Why are squirrels so common in American cities? You can thank those faddish Victorians:
[In the early 19th century], squirrels were just another animal running around the woods, mainly useful as a source of food for frontiersmen. If you saw a squirrel in the city, it was almost certainly being kept as a pet. One escaped pet squirrel in New York City, circa 1856, drew a crowd of hundreds according to one of the city papers—which called the squirrel an “unusual visitor.”
Around the same time, a sea change in our relationship with squirrels was already underway in Philadelphia. The city had released three squirrels in Franklin Square in 1847 and had provided them with food and boxes for shelter – and the people loved it. One visitor is quoted as saying “it was a wonder that [squirrels] are not in the public parks of all great cities.” In the years that followed, the trend spread to Boston and New Haven, where squirrels soon grew so fat from humans feeding them that they were falling out of the trees. Cities even started planting nut-bearing trees so that the squirrels would have their own food source.

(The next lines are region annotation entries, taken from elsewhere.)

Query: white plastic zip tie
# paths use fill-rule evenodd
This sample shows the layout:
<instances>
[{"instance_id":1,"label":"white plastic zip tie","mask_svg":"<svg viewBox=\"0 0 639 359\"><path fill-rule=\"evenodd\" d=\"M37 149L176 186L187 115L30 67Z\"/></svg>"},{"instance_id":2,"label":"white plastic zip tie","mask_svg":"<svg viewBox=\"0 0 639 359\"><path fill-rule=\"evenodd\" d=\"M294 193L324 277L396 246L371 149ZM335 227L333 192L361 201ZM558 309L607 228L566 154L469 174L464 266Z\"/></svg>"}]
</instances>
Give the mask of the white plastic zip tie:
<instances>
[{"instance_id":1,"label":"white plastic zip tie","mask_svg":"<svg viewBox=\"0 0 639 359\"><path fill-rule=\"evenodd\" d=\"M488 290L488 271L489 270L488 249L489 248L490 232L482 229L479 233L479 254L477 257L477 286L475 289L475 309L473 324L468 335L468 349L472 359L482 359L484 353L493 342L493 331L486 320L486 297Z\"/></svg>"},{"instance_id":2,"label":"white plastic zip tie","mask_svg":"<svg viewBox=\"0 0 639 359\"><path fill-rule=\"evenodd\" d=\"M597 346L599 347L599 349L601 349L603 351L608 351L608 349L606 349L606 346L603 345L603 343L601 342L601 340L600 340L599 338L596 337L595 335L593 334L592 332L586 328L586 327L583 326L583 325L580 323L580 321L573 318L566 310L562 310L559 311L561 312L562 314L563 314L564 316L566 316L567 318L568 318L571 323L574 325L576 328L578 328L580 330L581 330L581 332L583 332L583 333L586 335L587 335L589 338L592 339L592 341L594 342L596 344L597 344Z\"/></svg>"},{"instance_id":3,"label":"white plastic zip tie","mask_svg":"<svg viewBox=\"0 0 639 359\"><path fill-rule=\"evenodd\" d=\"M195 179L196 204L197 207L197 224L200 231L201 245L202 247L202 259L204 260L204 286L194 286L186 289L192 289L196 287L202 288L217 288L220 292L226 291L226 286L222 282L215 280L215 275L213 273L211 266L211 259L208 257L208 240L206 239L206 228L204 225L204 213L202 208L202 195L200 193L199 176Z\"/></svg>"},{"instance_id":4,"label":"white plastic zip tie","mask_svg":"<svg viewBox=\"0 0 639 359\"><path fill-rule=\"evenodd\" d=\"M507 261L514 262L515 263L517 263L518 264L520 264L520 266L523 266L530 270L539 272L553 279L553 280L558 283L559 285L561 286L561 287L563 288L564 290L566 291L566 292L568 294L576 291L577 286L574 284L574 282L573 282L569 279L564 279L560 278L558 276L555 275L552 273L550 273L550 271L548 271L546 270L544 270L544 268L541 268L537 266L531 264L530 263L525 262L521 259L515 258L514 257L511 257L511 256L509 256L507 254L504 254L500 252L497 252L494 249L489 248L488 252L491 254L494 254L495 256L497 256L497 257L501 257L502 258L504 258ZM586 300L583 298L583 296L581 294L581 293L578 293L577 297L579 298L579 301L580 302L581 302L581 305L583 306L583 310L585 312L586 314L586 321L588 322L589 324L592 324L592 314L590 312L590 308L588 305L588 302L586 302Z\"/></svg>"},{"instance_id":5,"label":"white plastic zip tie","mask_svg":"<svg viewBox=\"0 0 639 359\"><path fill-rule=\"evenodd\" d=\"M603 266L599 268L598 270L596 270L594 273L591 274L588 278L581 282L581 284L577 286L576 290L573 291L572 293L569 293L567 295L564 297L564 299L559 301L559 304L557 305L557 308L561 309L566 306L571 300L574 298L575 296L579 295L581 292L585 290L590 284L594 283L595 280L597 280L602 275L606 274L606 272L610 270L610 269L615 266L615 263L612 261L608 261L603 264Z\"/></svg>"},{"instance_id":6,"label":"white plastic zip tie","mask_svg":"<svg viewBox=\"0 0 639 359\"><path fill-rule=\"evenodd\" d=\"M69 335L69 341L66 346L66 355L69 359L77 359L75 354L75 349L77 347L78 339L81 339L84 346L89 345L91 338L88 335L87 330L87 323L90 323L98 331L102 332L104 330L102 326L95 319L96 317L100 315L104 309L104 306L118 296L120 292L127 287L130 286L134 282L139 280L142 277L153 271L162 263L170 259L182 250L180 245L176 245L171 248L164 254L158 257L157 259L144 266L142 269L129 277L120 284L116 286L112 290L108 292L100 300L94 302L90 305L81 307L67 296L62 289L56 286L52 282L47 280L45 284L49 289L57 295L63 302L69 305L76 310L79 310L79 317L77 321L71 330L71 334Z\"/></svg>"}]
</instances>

The squirrel fad really took off in the 1870s, thanks to Frederick Law Olmstead’s expansive parks. … A small number of squirrels planted in the park in 1877 soon grew into a sizable population. By the time it had reached an estimated 1,500 squirrels six years later, authorities even talked about culling the population so that it didn’t get out of control. At the same time, squirrel populations were growing around the country, with squirrels gracing the lawns of both Harvard Yard and Washington D.C.’s National Mall.
(Photo: A girl watches a red squirrel in a circa-1875 greeting card. By Hutton Archive)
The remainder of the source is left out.